George Low in control room with headset.
George Low viewing the launch of Apollo 14 at Kennedy Space Center on January 31, 1971.

George M. Low, formerly of the Lewis Flight Propulsion Laboratory (now NASA Glenn), was integral in making the decision to send humans to the surface of the Moon. In the fall of 1960, Low led a team that worked out the logistics and requirements of a lunar landing. These plans ultimately served as the template for the Apollo program. Low continued to drive the Apollo effort until the first landing in July 1969.

Low began his career in 1949 as an aeronautical engineer in the Supersonics Division of the Lewis laboratory in Cleveland, Ohio. Low studied high-speed aerodynamics, boundary layer transition and heat transfer in the lab’s three small supersonic wind tunnels. He was named chief of the Fluid Mechanics Section in 1954 and selected to lead the Special Projects Branch in 1956.  The latter group’s work included new space-related issues such as reentry heating, hypersonics and logistical space mission planning.

In May 1958, as the nation responded to the Soviet Union’s launch of Sputnik, Lewis Associate Director Abe Silverstein transferred to headquarters to serve as director of Space Flight Programs for the new U.S. space agency. With the formal institution of NASA in October 1958, Silverstein handpicked Low and other Lewis managers to assist establishing the space program.

In 1959, Low participated in a committee that analyzed future space missions for the agency.
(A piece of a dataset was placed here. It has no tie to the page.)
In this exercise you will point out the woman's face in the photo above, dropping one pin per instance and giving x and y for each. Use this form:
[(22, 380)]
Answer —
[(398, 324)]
Despite Low’s strong advocacy for a Moon landing, the group ultimately decided the next human space missions should be lunar orbital flights. NASA unveiled the program, named Apollo, in late July 1960. It was stated that the circumnavigational flights would eventually lead to a space station and lunar landing. Low, however, remained intrigued by a near-term lunar landing. In October 1960, Silverstein approved Low’s decision to gather former Lewis employees, Eldon Hall and John Disher, along with Oran Nicks to investigate the requirements and options for landing humans on the Moon.

On February 7, 1961, less than three weeks after the inauguration of President John Kennedy, Low’s team presented their report with cost and time estimates. The group predicted that NASA could place a three-person crew in Earth orbit in 1965, in lunar orbit in 1967, and land them on the Moon in the 1968-1969 period. 

Over the next few months, however, the new administration faced a series of setbacks and international challenges, including Yuri Gagarin’s April 12 orbital space flight. President Kennedy solicited ideas for technologically surpassing the Soviet Union. Low’s detailed report gave NASA officials the confidence to suggest that a lunar landing provided the best opportunity to beat the Soviets in space. On May 25, 1961, President Kennedy announced the decision to place Americans on the Moon within the decade, and the Apollo program, as we know it, was born.

Low oversaw the redesign of the Apollo spacecraft after the Apollo 1 fire in 1967 and made the decision the following year to accelerate the schedule by sending the first crewed spacecraft around the Moon in December 1968. After the success of the Apollo 11 mission in 1969, Low was appointed NASA Deputy Administrator and retired in 1976.

George Low in front of blackboard with calculations.
George Low, head of Lewis’ Special Projects Branch, works on space reentry calculations in early 1958.